In a conference-proceedings paper, the researchers analysed 8 million posts on 4chan’s /pol/ (‘politically incorrect’) board, and traced how its users ‘raid’ other websites by posting inflammatory comments1. And in a preprint posted to the arXiv server2, they traced interactions between 4chan boards and other online communities, such as Twitter and Reddit, to examine how sites share links from known fake news sites, or from what the team calls ‘alternative’ news sources such as RT (formerly Russia Today). Stringhini talked to Nature about his research.
What made you decide to research 4chan?
Nobody is really looking at these communities, but there is a lot of anecdotal evidence suggesting that they have an impact in the real world by spreading certain types of news. So we wanted to understand whether this is true, and to what extent they actually influence the rest of the web.
We started by just looking at 4chan. We selected /pol/, the politically incorrect board, which is where most alt-right users gather and discuss their world-views. We started by trying to understand the dynamics of these populations and this service. 4chan is very different from most other online sites in that it is both anonymous and its posts are ephemeral: they are deleted after a short while.
How did you go about it?
We applied a number of techniques. We used a database containing hate words to understand what are the most prominent hate words, what is the incidence of hate speech and so on.
The percentage of /pol/ posts containing hate speech is 12%, whereas on Twitter it’s 2%. It is reasonably higher, let’s say. It’s not perfect, because we used a keyword-based list, so we might actually be missing some hate speech that doesn’t just fall into these pre-compiled categories. After understanding how this works, we started looking at how 4chan, and /pol/ in particular, influences the rest of the web.
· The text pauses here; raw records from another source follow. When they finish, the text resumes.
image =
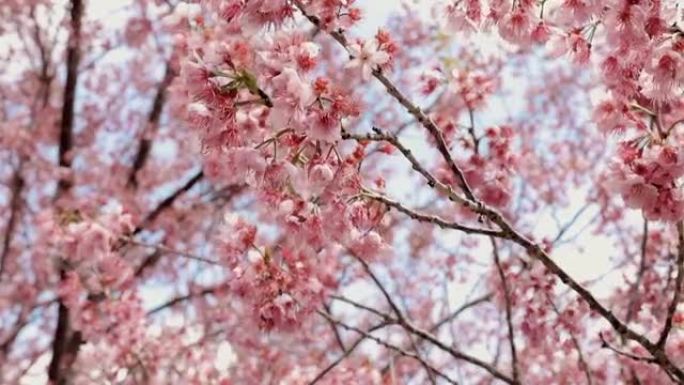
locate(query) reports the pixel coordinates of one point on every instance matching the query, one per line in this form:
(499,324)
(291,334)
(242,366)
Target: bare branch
(678,288)
(509,310)
(435,220)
And this is the subject of your paper1 on ‘raids’ from 4chan to other websites? Was this something you already thought was happening?
Yes. The limitations on what members of the research community have done so far are that they looked at the services in isolation. There is a lot of work towards understanding how attacks happen on Twitter, on YouTube, on Facebook. But there is not a lot of work on the source of these attacks, or their causes.
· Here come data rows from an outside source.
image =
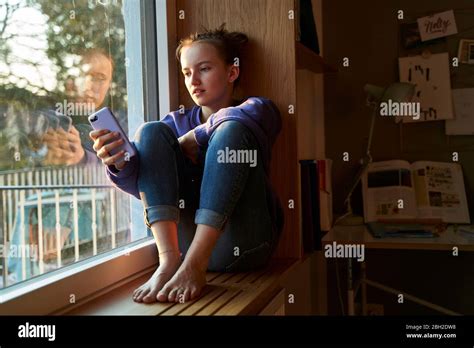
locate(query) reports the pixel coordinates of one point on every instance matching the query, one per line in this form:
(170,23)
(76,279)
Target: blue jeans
(230,197)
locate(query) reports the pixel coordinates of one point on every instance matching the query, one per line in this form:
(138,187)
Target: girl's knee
(231,130)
Because /pol/ is such a hateful platform, we saw empirically that often, people would post hyperlinks to YouTube videos that went against their world-views. They could be videos advocating for gender equality, feminism, tolerance. And then they would call for members to go and attack these people.
And so we would have a signal on 4chan that this link had been posted and people would be talking about it. And then we could see whether we could observe an effect on the YouTube comments to that video. We basically applied signal-processing techniques that have been used in radio signals to understand how synchronized these two signals are. There was a strong correlation between comments on YouTube spiking within the lifetime of a 4chan thread, and the amount of hate speech in those comments. This gave us evidence that these raids are really happening, and this will be grounds for future work. Now the question is, ‘So what?’ What do we do about it?
Can anything be done?
This gives us an opportunity to identify videos that are at risk of being attacked. If YouTube only uses its own platform to identify raids, it can basically identify them as the raids are happening. But if it were looking at something else as well — an indicator that somebody is talking about this video in a hateful manner on a different platform — maybe it should start monitoring the comments more carefully. Or maybe, given that these threads on 4chan have a short lifespan, YouTube should disable comments on the video for the length of the lifespan.